In The Last Panthers, my character, Naomi, is a loss adjuster. She is like a female James Bond. She has a boss, but she works alone and in incredibly dangerous situations. I'm interested in telling truthful stories with impact, whether that's a political or emotional impact. Certain parts may make people question their opinion about things, and that matters to me. I'm privileged to be able to work on jobs for so many weeks a year and then I get to be at home with my children.

When I'm working, I'm supported by my partner. Harry is a photographer and documentary film-maker, and the best dad in the world. I couldn't do my job without him. We live outside the city on a farm. It's all about bringing up the children in a normal environment, not a celebrity-led environment, like a city where there are cameras. A few years ago, my eldest daughter was photographed coming out of nursery, and I hated it. I decided that moving me and my family into this life in the country was the best thing I could do.

When we're at home, we have a normal family life. With children, it's all about their life, and you run with their schedule. Family is what it is all about for me. I was 21 when I first became a mother with Esme. I didn't have any help, and I was a single mum. But I look back so fondly on that time. It was wonderful. But it wasn't always easy when the bus would pull away because the driver would see you with this big push-chair, and he didn't want the hassle of you getting on. And it was tricky breastfeeding and reading scripts in between. But you make your routine, and you find what works for you.

I think having children was the making of me. When I play a part, the fact that I've gone through this journey - you see the world differently. I think I'm a better person and certainly a better actress for it.

I don't mind talking about my childhood. I was taken away from my mother because, as far as I'm aware, she wasn't very well at the time. There wasn't the idea at the time of rehabilitating her so that she could be a better mother and have her kids back. So I've never really had a mum. I've had about 12 foster mums, all intermittent - some for a few months, some for a year. I didn't have anybody to call on for an example of how to be a mother. But ultimately I decided that it's just about love. I keep them safe and I put them first, because they are not kids forever.

Harry and I wanted a family, and this is our world. The internet is shockingly bad in our area, so we're forced into a wonderful fake isolation. In the evening, everything is about creativity. I might be singing or playing the piano, and after the kids have done their homework, we might play Monopoly. Then I'll lower the lights. We read to each other, get the kids ready for bed and then say our prayers. It's about being grateful for the day.
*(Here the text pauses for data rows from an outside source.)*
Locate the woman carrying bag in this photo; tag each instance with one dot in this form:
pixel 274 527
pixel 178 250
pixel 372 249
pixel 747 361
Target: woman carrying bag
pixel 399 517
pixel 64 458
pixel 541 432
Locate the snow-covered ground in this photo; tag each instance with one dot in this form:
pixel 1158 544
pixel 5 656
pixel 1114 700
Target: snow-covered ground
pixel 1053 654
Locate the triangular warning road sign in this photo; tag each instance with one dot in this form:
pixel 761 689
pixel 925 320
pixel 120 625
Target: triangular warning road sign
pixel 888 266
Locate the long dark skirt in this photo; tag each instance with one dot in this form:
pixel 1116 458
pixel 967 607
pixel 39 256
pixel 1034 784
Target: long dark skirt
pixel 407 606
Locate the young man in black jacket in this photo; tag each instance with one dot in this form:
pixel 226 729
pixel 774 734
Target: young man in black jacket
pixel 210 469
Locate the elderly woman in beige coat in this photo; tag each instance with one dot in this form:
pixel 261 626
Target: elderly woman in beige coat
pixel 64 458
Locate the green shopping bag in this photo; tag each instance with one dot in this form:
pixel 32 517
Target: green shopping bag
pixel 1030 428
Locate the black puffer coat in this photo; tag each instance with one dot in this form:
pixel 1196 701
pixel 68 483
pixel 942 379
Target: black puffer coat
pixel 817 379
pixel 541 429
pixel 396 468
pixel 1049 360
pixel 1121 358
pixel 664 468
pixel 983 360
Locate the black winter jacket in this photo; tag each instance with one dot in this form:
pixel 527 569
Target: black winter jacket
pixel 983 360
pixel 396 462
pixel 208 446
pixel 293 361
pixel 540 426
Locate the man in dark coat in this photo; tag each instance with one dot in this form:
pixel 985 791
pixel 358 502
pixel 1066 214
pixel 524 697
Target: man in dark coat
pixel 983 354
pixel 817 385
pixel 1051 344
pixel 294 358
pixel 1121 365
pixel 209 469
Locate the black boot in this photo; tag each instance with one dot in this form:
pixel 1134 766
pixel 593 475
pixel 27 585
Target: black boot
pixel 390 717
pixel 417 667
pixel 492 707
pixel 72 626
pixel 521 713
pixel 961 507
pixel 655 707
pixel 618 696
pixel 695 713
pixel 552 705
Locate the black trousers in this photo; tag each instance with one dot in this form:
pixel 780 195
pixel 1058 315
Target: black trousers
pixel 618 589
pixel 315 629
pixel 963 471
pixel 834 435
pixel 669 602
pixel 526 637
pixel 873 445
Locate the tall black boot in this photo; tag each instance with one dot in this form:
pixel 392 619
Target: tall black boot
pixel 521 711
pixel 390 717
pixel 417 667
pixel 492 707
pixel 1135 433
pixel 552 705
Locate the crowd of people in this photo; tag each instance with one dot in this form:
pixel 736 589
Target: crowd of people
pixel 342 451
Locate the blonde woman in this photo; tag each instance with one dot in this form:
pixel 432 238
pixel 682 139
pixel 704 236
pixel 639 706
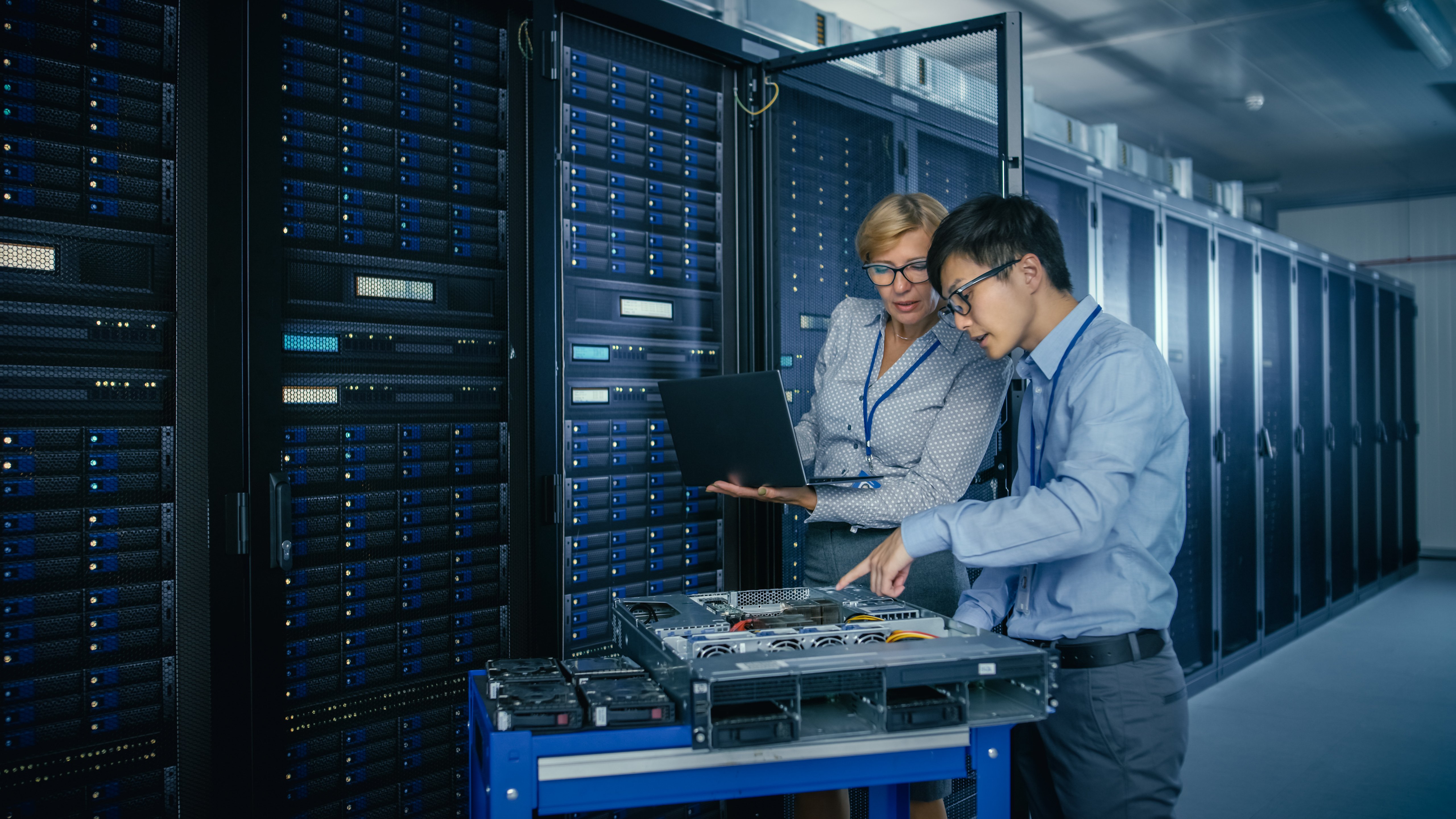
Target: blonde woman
pixel 897 393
When the kids are in bed, I might write, or watch a movie with Harry. I like to have a nice bath and I drink some sleepy teas. I'm not always this calm, but I became calmer after my stroke. A few years ago, a ceiling fell on my head and I had a stroke. Long story short - I had to learn how to walk all over again and recover. When something like that happens to you and you nearly die, your sense of mortality and what's important changes forever. Don't get me wrong, I still have days which I find hugely stressful, but I just take a deep breath and say, 'This is not important'.
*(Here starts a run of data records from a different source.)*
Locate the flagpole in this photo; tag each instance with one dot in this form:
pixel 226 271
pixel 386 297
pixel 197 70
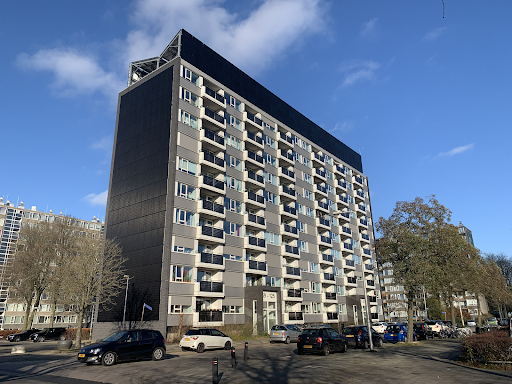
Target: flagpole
pixel 142 318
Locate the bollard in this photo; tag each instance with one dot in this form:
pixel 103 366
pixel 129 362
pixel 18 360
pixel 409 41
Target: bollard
pixel 233 358
pixel 215 371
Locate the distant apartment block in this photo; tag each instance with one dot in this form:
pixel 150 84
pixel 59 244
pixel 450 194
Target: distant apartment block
pixel 12 310
pixel 232 207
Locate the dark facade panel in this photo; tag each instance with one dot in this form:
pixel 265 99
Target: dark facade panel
pixel 210 62
pixel 137 199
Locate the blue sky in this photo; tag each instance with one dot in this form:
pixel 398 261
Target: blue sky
pixel 425 99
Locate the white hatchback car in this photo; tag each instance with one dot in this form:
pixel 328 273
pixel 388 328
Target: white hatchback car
pixel 204 338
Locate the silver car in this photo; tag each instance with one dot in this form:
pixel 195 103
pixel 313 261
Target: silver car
pixel 285 333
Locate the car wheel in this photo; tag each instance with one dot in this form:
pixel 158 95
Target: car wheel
pixel 158 353
pixel 108 359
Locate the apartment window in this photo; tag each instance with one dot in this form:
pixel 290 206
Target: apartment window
pixel 183 217
pixel 271 238
pixel 176 308
pixel 232 205
pixel 230 100
pixel 180 249
pixel 272 179
pixel 270 197
pixel 181 274
pixel 232 229
pixel 233 162
pixel 233 183
pixel 234 122
pixel 190 76
pixel 187 166
pixel 189 97
pixel 269 159
pixel 186 191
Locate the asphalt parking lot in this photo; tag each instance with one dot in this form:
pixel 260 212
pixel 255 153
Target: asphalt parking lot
pixel 426 362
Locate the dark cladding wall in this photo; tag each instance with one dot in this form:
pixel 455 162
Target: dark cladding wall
pixel 207 60
pixel 137 199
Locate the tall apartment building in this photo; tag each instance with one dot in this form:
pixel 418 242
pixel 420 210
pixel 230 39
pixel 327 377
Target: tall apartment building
pixel 12 310
pixel 231 207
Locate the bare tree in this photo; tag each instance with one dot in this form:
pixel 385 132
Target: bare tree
pixel 94 276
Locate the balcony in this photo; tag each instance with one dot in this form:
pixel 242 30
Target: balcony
pixel 252 138
pixel 255 243
pixel 255 199
pixel 290 251
pixel 323 223
pixel 330 295
pixel 321 189
pixel 209 94
pixel 212 184
pixel 286 174
pixel 255 179
pixel 284 138
pixel 213 139
pixel 253 158
pixel 253 220
pixel 210 316
pixel 211 234
pixel 286 156
pixel 293 295
pixel 210 208
pixel 292 273
pixel 295 316
pixel 214 118
pixel 288 211
pixel 285 191
pixel 211 261
pixel 252 120
pixel 327 259
pixel 290 231
pixel 256 267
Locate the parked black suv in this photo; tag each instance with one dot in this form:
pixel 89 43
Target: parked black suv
pixel 357 335
pixel 125 345
pixel 21 336
pixel 321 339
pixel 49 334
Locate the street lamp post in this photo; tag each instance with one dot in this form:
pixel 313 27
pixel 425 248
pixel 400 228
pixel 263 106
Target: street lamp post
pixel 366 301
pixel 125 299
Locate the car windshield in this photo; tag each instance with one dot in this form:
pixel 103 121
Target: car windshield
pixel 115 336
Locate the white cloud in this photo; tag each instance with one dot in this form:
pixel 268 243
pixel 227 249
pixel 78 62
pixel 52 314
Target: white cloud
pixel 252 42
pixel 434 34
pixel 358 70
pixel 369 28
pixel 97 199
pixel 74 73
pixel 455 151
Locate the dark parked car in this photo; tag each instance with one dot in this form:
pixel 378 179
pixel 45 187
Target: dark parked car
pixel 423 331
pixel 124 345
pixel 321 339
pixel 21 336
pixel 357 335
pixel 49 334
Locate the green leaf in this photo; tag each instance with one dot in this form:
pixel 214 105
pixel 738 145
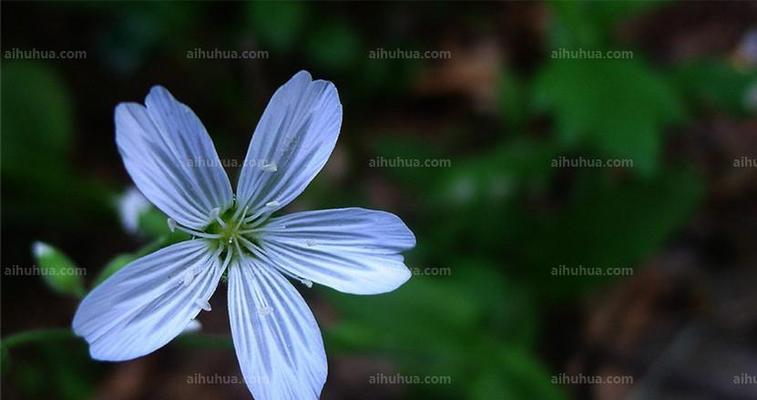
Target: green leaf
pixel 277 23
pixel 37 126
pixel 58 271
pixel 37 119
pixel 607 223
pixel 335 46
pixel 715 85
pixel 617 108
The quality of my sleep depends on what character I'm playing. When I played Myra Hindley, I didn't sleep very well. Ultimately, I'm lying to myself in order to do this, but I'm still going through it. For a role, I might have been crying all day or screaming all day, and that's not fake. I'm quite a spiritual person, and I believe that those vibrations are with you afterwards. At the end of a day's filming, I'm a bit frazzled, so I try to take care of myself.